ChOTD-4/17/14 The Long and Short of General Electric (GE): Charts Do Not Justify Bullishness
If General Electric is still considered a bellwether for the economy or market, a look at the long-term and short-term charts suggests there may be trouble ahead. First the long-term:
While most major averages have made all-time highs this year, GE’s stock price has failed to even come close. In fact it has failed at 4 major long-term technical levels:
- The post-2000 down trendline
- The 38.2% Fibonacci retracement of the post-2000 decline
- The 61.8% Fibonacci retracement of the post-2007 decline
- The high-volume breakdown level from the fall of 2007
These are all significant hurdles that, until overcome, present major challenges for GE’s stock. Now the short-term:
There are many troubling developments on this chart.
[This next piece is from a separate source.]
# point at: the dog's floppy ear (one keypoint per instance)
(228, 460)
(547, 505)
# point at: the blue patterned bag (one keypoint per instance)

First, the stock is making lower highs. It could hardly muster a bounce off of its February low, despite the broad market rallying to new highs. Speaking of bounces, the recent bounces off of the post-2012 up trendline and 200-day simple moving average have been weaker and weaker. This action is setting up a potential bear flag, presumably to be resolved with a trendline break and a leg lower. Additionally, its on-balance volume has weakened this year and is now firmly below its trend for the first time in over 2 years. Finally, the 100% bullish sentiment reading according to StockTwits respondents screams contrarian bearish to us.
Perhaps there is something fundamental that we don’t look at to justify this bullishness in the stock…and perhaps earnings will propel it above the key long-term levels noted above. However, until that happens we see very little on the chart to be constructive about.